Le président: Nous allons devoir interrompre M. Robinson qui essaye d'obtenir un avis juridique gratuit de la part de M. Allmand pour savoir comment plaider devant le tribunal lorsqu'il se fera appréhender par la police pour désobéissance civile quelque part.

Madame Augustine.

Mme Jean Augustine (Etobicoke—Lakeshore, Lib.): J'aurais souhaité pouvoir demander à M. Robinson: «Pouvons-nous obtenir le plan?»

J'ai deux questions à poser. Celles qui me viennent à l'esprit portent en fait sur l'OMC et le bilan du Brésil en matière de droits de la personne, la prétention aux droits à la santé, etc., et ce qui se passe relativement aux médicaments pour le sida et la propriété intellectuelle. Je pense qu'il a été répondu à cette question quand vous...

M. Svend Robinson: Il n'y a pas été répondu.

Mme Jean Augustine: En tout cas, il y a eu une réponse.

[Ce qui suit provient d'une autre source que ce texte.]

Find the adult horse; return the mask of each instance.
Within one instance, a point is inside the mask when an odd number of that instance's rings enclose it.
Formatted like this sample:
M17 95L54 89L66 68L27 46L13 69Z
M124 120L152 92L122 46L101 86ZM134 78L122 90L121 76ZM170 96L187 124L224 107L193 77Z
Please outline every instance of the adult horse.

J'aimerais savoir ce qui fait le succès d'un sommet, d'après vous. Nous savons que le sommet de Miami a mis l'accent sur toute la question du commerce extérieur. Nous savons que celui de Santiago s'est focalisé sur l'éducation. D'après vous, quelle sera l'issue de toutes les discussions qui ont lieu actuellement? Selon vous, quelle est la clé du succès d'un sommet regroupant 34 pays différents, ayant des économies diverses, et partant du principe que tout le monde doit avoir les mêmes droits et les mêmes obligations?

Vous pouvez peut-être répondre à cette question. J'aimerais avoir le point de vue de tous les témoins sur ce qui constitue, à leur avis, un sommet réussi.

• 1025

M. Warren Allmand: C'est une question complexe. S'il s'agissait d'approuver ou de promouvoir un accord de libre-échange, nous souhaitons y trouver des dispositions qui reconnaissent les droits de la personne et la démocratie de façon fondamentale, ainsi que des mesures d'application, qu'il s'agisse d'une clause sur la démocratie ou de clauses sur les droits de la personne.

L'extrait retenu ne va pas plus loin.